Tandis que le premier tome de La tueuse de dragons nous présentait une Deirdra indépendante et féministe, il est surprenant que le livre suivant la dépeigne plutôt comme une héroïne quelque peu naïve, immature et fâchée contre son amoureux. Après tout, Deirdra a cru voir Thad étreindre une autre femme, mais ce n’est en rien une certitude, et pour cette raison, elle s’enfuit, s’enivre et trompe son ancien complice à maintes reprises. La réaction de l’héroïne, en plus d’être peu crédible en raison de son passé de battante, ne paraît pas des plus vraisemblables. D’ailleurs, le pivot du roman est la relation tumultueuse entre Deirdra et Thad, scénario décevant en regard du monde foisonnant mis de l’avant dans Les monstres intérieurs. Et que dire des thèmes de la tératologie et de la transmutation, esquissés ici, mais qui auraient pu [vous m’excuserez le jeu de mots] déployer davantage leurs ailes…

Côté a-t-elle voulu montrer la mangeuse de cœur cannibalisée par ses propres sentiments, à l’instar du braconnier coincé dans le piège qu’il a lui-même posé ? Peut-être, mais cet aspect ne convainc pas tout à fait. C’est dommage, car l’autrice a du métier et des moyens. Elle écrit bien [malgré un style parfois scolaire, lourd en adverbes et en marqueurs de relation], et ses univers sont réfléchis. Nous avons l’impression de visiter le Meridion avec ses protagonistes : l’écrivaine a le sens du détail et un talent indéniable pour l’évocation. Les segments narrés du point de vue des dragons sont également immersifs, nous donnant l’illusion de chasser en compagnie des lézards ailés, de sentir le vent bruisser sur nos écailles.
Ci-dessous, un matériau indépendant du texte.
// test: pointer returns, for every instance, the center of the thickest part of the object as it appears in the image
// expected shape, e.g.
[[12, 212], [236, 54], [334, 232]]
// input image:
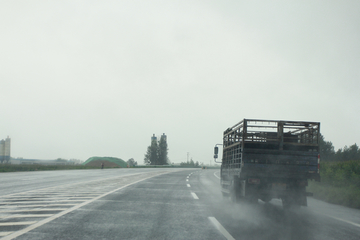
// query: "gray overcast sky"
[[98, 78]]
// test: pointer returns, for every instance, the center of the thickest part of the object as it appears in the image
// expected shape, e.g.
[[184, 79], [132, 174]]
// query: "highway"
[[154, 204]]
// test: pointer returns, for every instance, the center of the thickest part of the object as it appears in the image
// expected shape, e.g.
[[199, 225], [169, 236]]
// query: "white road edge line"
[[343, 220], [42, 222], [221, 228], [216, 176], [194, 195], [2, 234]]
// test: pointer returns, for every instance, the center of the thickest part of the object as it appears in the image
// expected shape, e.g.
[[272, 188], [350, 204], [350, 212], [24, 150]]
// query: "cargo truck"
[[266, 159]]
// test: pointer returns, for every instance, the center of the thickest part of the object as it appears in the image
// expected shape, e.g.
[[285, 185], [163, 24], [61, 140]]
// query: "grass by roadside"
[[340, 183], [38, 167]]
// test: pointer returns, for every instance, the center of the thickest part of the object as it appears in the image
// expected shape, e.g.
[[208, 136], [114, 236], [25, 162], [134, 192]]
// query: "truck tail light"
[[254, 181]]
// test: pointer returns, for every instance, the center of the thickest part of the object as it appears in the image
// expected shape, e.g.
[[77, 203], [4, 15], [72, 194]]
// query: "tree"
[[151, 156], [162, 151], [131, 162]]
Là où Côté réussit moins, c’est dans les scènes de combat, au cours desquelles les descriptions des mouvements se confondent, par exemple dans cet extrait : « Brusquement, elle entailla la croupe de la monture du guerrier caracthorois le plus proche, qui se battait contre Vosas. Aussitôt, la bête blessée se cambra. Son cavalier perdit l’équilibre, Vosas, se penchant en avant, lui passa son épée à travers le corps. » L’autrice coupe aussi court à une scène d’action importante au milieu du roman par un astérisque : il y a de quoi sourciller, d’autant plus que le troisième personnage phare du livre, Vosas, y perd la vie. Ce moment clé aurait dû être décrit.

Les créatures sous nos cuirasses

Une impression globale de maîtrise persiste néanmoins : Côté aime passionnément la fantasy, c’est palpable à chaque ligne. Elle a un talent vif pour nous transporter dans des territoires merveilleux et pour nous présenter des personnages consumés par un feu intérieur, comme celui des monstres resplendissants que nous portons en chacun de nous.